Israel’s current political crisis exemplifies the maxim that hard cases make bad law. This case is desperate. Six months after the coronavirus erupted and nine months after the fiscal year began, Israel still lacks both a functioning contact-tracing system and an approved 2020 budget, mainly because Prime Minister Benjamin Netanyahu is more worried about politics than the domestic problems that Israel now confronts. The government’s failure to perform these basic tasks obviously invites the conclusion that civil servants’ far-reaching powers must not only be preserved, but perhaps even increased.

This would be the wrong conclusion. Bureaucrats, especially when they have great power, are vulnerable to the same ills as elected politicians. But unlike politicians, they are completely unaccountable to the public.

That doesn’t mean Haviv Rettig Gur is wrong to deem them indispensable. They provide institutional memory, flesh out elected officials’ policies, and supply information the politicians may not know and options they may not have considered. Yet the current crisis shows in several ways why they neither can nor should substitute for elected politicians.

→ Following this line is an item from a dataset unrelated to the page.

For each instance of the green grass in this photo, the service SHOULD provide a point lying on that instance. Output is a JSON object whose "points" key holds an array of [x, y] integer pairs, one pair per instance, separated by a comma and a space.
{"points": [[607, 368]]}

First, bureaucrats are no less prone to poor judgment than politicians. As evidence, consider Siegal Sadetzki, part of the Netanyahu-led triumvirate that ran Israel’s initial response to the coronavirus. It’s unsurprising that Gur never mentioned Sadetzki even as he lauded the triumvirate’s third member, former Health Ministry Director General Moshe Bar Siman-Tov; she and her fellow Health Ministry staffers are a major reason why Israel still lacks a functional test-and-trace system.

Sadetzki, an epidemiologist, was the ministry’s director of public-health services and the only member of the triumvirate with professional expertise in epidemics (Bar Siman-Tov is an economist). As such, her input was crucial. Yet she adamantly opposed expanding virus testing, even publicly asserting that “Too much testing will increase complacence.” She opposed letting organizations outside the public-health system do lab work for coronavirus tests, even though the system was overwhelmed. She opposed sewage monitoring to track the spread of the virus. And on, and on.

Moreover, even after acknowledging that test-and-trace was necessary, ministry bureaucrats insisted for months that their ministry do the tracing despite its glaringly inadequate manpower. Only in August was the job finally given to the army, which does have the requisite personnel. And the system still isn’t fully operational.